Jones Soda (Nasdaq: JSDA ) , you sweat hog! The edgy soda-pop maker is coming out with a limited-edition pack of gridiron-themed flavors to coincide with its debut this month as the exclusive soft drink provider at Seattle Seahawks home games.
Running Back Root Beer? Hail Berry? Post Pattern Punch? You're dreaming if you think Jones Soda will settle for flavors like those. The company has never shied away from putting out some pretty funky flavors over the holidays, so don't be surprised to learn that two of the five new flavors target dirt and sweat.
The five flavors?
- Dirt Soda
- Sports Cream Soda
- Perspiration Soda
- Natural Field Turf Soda
- Sweet Victory Soda
The five-pack won't come cheap at $19.99, but it's a small price to pay for something you can either use as a collectible or incorporate into your own Fear Factor game at home.
Anyone who isn't familiar with Jones Soda would wonder why the company would bottle flavors that seem repulsive. They have probably never seen the company's "green bean casserole" and "turkey gravy" soda flavors for Thanksgiving, or its "candy corn" cans sold through Target (NYSE: TGT ) for Halloween.

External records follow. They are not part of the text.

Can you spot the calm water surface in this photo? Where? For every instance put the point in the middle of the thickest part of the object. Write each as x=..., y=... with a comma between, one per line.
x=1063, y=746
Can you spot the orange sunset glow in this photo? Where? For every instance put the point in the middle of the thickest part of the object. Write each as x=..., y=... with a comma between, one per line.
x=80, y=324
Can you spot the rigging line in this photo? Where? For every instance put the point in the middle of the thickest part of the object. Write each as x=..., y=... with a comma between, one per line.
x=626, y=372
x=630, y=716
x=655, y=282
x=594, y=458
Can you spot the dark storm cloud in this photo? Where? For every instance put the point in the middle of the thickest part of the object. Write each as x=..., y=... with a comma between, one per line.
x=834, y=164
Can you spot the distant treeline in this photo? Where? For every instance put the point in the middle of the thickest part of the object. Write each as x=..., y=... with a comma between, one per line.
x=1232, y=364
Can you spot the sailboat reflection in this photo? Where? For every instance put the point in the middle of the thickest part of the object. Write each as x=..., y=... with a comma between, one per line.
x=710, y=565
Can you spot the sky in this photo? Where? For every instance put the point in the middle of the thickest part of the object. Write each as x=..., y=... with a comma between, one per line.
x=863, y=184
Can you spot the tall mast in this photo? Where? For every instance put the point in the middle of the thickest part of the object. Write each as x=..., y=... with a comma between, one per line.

Even if the flavors don't sell briskly, they are attention-grabbers. More to the point, Jones Soda does it because Coca-Cola (NYSE: KO ) and PepsiCo (NYSE: PEP ) never would.
Qwest for fire
This move also draws attention to what Jones Soda is doing when it comes to fountain sales. Putting out the limited-edition football flavors and rolling out special Seahawks player-based packaging in the Seattle area would never have happened if the company hadn't secured exclusive pouring rights for NFL games played at Qwest Field in Seattle.
It's still too early to tell how things are going on that front. The Seahawks have won both home games so far, so we know the fans are happy with what they're seeing on the field, but are they happy with the soft drinks they're holding in the fourth quarter?
That's important. The fountain sales market is pretty much owned by Coke and Pepsi. If Jones is able to keep sales of flavor staples like cola and lemon-lime consistent, spiking up the top line with its premium, eclectic creations, why wouldn't other teams follow the lead?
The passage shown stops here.